At the start of each 4-week phase, participants are given a tablet running the purpose built application which contains reminiscence material and allows recording language in the various modalities. A Mini Mental State Examination (MMSE) (Folstein et al., 1975) and an Addenbrooke’s Cognitive Examination-III (ACE-III) (Noone, 2015) are administered by a suitably qualified person at the start and end of each phase respectively as cognitive impairment benchmarks. While these tests provide only minimal cognitive data, they allow us to assess cognitive change at the comparison points needed to analyse the rich linguistic information collected.
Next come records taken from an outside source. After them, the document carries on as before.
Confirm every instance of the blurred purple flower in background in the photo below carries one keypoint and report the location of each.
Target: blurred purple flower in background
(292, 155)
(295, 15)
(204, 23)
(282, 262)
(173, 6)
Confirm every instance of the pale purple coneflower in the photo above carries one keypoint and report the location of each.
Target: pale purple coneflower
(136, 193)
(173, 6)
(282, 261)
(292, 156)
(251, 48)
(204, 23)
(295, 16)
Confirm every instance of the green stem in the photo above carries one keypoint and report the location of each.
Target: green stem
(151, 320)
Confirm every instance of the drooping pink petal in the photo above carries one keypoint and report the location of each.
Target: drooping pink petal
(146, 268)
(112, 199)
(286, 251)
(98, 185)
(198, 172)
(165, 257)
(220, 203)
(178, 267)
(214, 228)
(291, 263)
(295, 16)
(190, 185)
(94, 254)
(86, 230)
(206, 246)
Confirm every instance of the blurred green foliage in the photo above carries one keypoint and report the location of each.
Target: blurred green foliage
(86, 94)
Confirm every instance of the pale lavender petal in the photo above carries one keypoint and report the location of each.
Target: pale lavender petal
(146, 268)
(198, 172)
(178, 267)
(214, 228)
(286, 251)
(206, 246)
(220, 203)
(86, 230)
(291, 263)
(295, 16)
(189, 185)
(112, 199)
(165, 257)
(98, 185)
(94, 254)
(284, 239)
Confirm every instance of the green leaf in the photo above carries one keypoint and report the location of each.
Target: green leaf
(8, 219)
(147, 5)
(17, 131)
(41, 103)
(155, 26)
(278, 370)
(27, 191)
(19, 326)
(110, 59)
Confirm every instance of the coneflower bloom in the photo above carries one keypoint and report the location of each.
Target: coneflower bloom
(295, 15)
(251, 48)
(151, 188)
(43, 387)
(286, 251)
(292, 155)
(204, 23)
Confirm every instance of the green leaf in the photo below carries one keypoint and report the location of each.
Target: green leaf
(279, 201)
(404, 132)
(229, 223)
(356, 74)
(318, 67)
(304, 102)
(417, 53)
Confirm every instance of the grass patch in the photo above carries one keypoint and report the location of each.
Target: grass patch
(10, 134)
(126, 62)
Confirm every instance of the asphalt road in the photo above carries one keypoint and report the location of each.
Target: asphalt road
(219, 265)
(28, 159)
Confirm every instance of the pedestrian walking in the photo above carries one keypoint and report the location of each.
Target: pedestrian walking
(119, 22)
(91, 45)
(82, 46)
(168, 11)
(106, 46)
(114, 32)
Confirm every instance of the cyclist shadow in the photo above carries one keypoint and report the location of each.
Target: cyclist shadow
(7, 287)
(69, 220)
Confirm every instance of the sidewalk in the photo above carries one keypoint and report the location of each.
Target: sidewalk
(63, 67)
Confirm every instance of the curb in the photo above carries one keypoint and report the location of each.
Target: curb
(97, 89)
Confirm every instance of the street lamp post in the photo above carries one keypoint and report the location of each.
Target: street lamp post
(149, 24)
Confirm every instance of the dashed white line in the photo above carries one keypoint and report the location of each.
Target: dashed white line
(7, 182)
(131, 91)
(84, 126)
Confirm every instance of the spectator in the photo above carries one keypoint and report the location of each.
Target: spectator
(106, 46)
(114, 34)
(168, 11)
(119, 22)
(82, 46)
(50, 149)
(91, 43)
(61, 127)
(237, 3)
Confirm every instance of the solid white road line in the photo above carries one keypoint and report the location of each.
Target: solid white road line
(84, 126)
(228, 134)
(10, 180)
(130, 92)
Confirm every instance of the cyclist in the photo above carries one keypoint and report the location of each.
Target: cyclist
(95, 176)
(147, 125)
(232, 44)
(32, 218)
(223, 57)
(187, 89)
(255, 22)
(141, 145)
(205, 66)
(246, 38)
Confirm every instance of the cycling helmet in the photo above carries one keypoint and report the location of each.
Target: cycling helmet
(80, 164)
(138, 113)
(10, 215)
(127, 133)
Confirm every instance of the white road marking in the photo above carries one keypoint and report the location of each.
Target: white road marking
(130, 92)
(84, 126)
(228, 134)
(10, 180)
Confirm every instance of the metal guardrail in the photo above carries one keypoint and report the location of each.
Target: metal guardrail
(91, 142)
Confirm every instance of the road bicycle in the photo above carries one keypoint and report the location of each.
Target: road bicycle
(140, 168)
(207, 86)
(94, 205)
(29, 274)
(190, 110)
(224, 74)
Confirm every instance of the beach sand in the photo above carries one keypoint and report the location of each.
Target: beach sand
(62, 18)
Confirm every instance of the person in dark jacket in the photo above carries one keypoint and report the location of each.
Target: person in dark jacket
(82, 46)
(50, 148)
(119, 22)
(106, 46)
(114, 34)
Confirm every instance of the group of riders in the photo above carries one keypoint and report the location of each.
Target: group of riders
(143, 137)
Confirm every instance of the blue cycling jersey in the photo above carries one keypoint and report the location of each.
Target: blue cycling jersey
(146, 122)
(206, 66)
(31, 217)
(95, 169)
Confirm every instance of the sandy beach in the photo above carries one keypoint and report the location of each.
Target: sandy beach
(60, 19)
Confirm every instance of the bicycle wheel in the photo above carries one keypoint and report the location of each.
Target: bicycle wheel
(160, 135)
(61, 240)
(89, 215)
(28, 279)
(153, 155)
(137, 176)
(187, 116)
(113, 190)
The investigators monitor the submission of data via a remote server. If data have not been submitted for 48 hours, a research team member contacts the participant and carer to ensure they are not having difficulties. If a participant is unable to record data for longer than a week, the research team considers their withdrawal from the study. If it is deemed that a participant has lost capacity to consent, they are withdrawn from further data collection. Subject to consultation with the participants’ carers, any data collected for that participant up to that point are used in the analysis.
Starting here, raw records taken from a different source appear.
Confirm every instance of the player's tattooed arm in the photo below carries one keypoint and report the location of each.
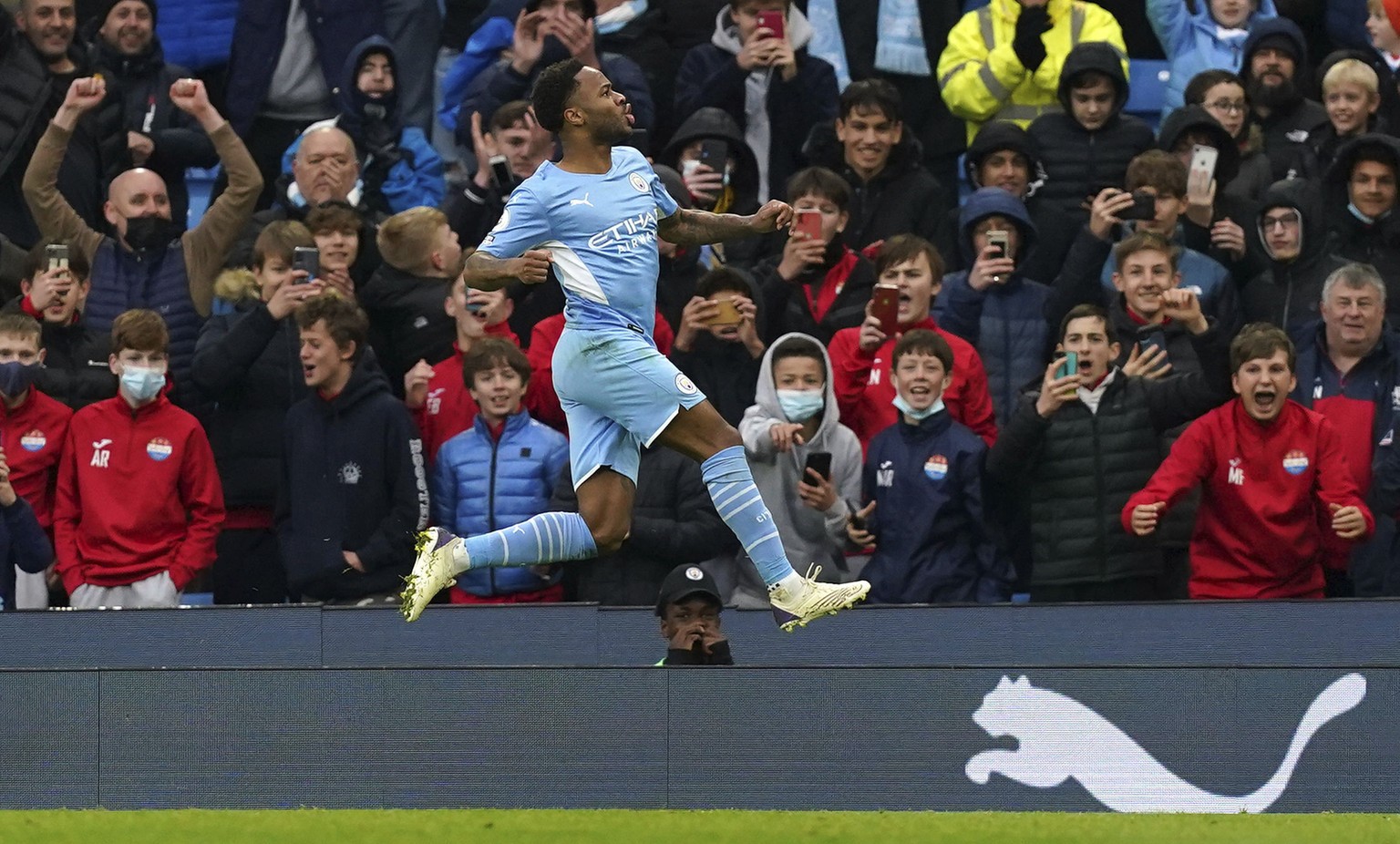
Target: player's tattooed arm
(486, 272)
(689, 227)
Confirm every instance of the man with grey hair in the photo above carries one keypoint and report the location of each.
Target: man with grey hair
(1348, 370)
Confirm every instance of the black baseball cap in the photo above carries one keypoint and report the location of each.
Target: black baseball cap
(685, 582)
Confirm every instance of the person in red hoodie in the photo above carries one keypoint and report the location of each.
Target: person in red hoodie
(861, 355)
(139, 503)
(438, 395)
(33, 427)
(1270, 469)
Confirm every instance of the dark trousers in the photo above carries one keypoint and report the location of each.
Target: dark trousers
(1134, 588)
(248, 569)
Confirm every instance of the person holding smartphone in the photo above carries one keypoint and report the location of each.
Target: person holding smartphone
(805, 464)
(924, 509)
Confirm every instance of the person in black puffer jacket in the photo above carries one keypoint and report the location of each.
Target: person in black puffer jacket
(890, 190)
(123, 46)
(76, 368)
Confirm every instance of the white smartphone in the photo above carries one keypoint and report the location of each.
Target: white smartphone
(1201, 171)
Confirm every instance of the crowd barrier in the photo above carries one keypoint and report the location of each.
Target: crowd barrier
(1211, 707)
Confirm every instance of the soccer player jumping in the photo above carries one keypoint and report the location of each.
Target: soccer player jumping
(595, 217)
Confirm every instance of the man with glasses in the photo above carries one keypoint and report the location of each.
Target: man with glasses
(1300, 258)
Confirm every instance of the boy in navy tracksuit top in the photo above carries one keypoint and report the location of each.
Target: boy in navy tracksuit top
(499, 472)
(922, 480)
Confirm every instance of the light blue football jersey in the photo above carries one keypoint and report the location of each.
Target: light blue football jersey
(602, 232)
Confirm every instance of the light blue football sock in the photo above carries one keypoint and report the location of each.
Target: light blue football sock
(731, 488)
(548, 538)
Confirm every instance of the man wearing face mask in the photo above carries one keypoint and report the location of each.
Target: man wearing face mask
(139, 503)
(146, 262)
(33, 428)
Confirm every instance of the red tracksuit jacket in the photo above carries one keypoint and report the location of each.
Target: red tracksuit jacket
(864, 392)
(138, 494)
(1264, 491)
(33, 437)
3.2 Reminiscence material & tablet application

The bespoke tablet application shows a participant four images every day, each representing a topic of general interest from the 50s, 60s and 70s. Each image/topic is accompanied by three questions to help initiate a conversation or thought process and provide memory “joggers”. The participant chooses one topic out of these four as well as the mode of interaction (recording a conversation, typing or writing thoughts). The four images are pseudo-randomly selected from a pool of images available in each of the 4-week phases. Figure 1 illustrates the table application once a subject has chosen a particular topic (here “Radio”).

Fig. 1
figure 1

Screenshot of Tablet application once topic is chosen (here “Radio”)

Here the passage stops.